3. Eine klinische Bewertung kann sich nur dann auf klinische Daten zu einem Produkt stützen, wenn die Gleichartigkeit zwischen dem ähnlichen Produkt und dem betreffenden Produkt nachgewiesen werden kann. Zum Nachweis der Gleichartigkeit werden die folgenden technischen, biologischen und klinischen Merkmale herangezogen:

  • Technisch: Das Produkt ist von ähnlicher Bauart, wird unter ähnlichen Anwendungsbedingungen angewandt, haben ähnliche Spezifikationen und Eigenschaften einschließlich physikalisch-chemischer Eigenschaften wie Energieintensität, Zugfestigkeit, Viskosität, Oberflächenbeschaffenheit, Wellenlänge und Software-Algorithmen, verwendet gegebenenfalls ähnliche Entwicklungsmethoden und hat ähnliche Funktionsgrundsätze und entscheidende Leistungsanforderungen.
  • Biologisch: Das Produkt verwendet die gleichen Materialien oder Stoffe im Kontakt mit den gleichen menschlichen Geweben oder Körperflüssigkeiten für eine ähnliche Art und Dauer des Kontakts bei ähnlichem Abgabeverhalten der Stoffe einschließlich Abbauprodukte und herauslösbarer Bestandteile („leachables“).
  • Klinisch: Das Produkt wird unter der gleichen klinischen Bedingung oder zum gleichen klinischen Zweck, einschließlich eines ähnlichen Schweregrads und Stadiums der Krankheit, an der gleichen Körperstelle und bei ähnlichen Patientenpopulationen in Bezug auf u.a. Alter, Anatomie und Physiologie angewandt, hat die gleichen Anwender und erbringt eine ähnliche, maßgebliche und entscheidende Leistung im Hinblick auf die erwartete klinische Wirkung für eine spezielle Zweckbestimmung.

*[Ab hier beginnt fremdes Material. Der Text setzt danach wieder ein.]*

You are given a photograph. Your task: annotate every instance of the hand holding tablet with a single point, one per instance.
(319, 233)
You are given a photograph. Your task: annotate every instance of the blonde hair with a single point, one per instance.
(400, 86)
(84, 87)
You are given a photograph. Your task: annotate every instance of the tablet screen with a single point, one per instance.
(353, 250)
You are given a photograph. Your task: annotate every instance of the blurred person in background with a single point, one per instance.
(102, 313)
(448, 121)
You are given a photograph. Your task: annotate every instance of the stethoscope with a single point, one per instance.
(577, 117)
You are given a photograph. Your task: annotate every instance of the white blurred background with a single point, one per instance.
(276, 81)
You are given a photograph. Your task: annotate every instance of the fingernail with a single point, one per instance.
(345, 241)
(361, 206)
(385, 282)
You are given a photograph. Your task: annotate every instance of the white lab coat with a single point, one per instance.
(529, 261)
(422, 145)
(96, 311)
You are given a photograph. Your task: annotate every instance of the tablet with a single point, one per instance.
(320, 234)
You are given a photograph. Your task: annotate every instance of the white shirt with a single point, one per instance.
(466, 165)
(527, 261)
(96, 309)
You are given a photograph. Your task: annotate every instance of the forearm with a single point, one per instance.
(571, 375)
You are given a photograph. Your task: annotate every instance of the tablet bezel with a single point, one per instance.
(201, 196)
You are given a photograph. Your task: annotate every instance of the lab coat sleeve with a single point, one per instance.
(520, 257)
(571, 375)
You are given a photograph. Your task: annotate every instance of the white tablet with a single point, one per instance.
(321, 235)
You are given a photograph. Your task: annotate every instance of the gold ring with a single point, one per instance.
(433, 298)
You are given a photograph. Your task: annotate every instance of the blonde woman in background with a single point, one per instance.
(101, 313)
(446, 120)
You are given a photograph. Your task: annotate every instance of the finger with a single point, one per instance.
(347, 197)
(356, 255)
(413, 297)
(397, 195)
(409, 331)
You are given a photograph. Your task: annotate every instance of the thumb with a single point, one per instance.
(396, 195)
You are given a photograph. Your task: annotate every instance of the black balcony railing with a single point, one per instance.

Die im ersten Absatz aufgeführten Merkmale müssen in einer Weise gleichartig sein, dass es keinen klinisch bedeutsamen Unterschied bei der Sicherheit und klinischen Leistung der Produkte gibt. Die Prüfung der Gleichartigkeit stützt sich auf eine angemessene wissenschaftliche Begründung. Es muss eindeutig nachgewiesen werden, dass die Hersteller über einen hinreichenden Zugang zu den Daten von Produkten, mit denen sie die Gleichartigkeit geltend machen, verfügen, um die von ihnen behauptete Gleichartigkeit belegen zu können.

4. Die Ergebnisse der klinischen Bewertung und der ihr zugrunde liegende klinische Nachweis werden in einem Bewertungsbericht aufgezeichnet, der zur Untermauerung der Konformitätsbewertung des Produkts dient.

Der klinische Nachweis und die mit nichtklinischen Testmethoden erzeugten nichtklinischen Daten sowie weitere relevante Unterlagen ermöglichen es dem Hersteller, die Konformität mit den grundlegenden Sicherheits- und Leistungsanforderungen aufzuzeigen; sie sind Teil der technischen Dokumentation des betreffenden Produkts.

In die technische Dokumentation werden sowohl die günstigen als auch die ungünstigen Daten, die in der klinischen Bewertung berücksichtigt wurden, aufgenommen.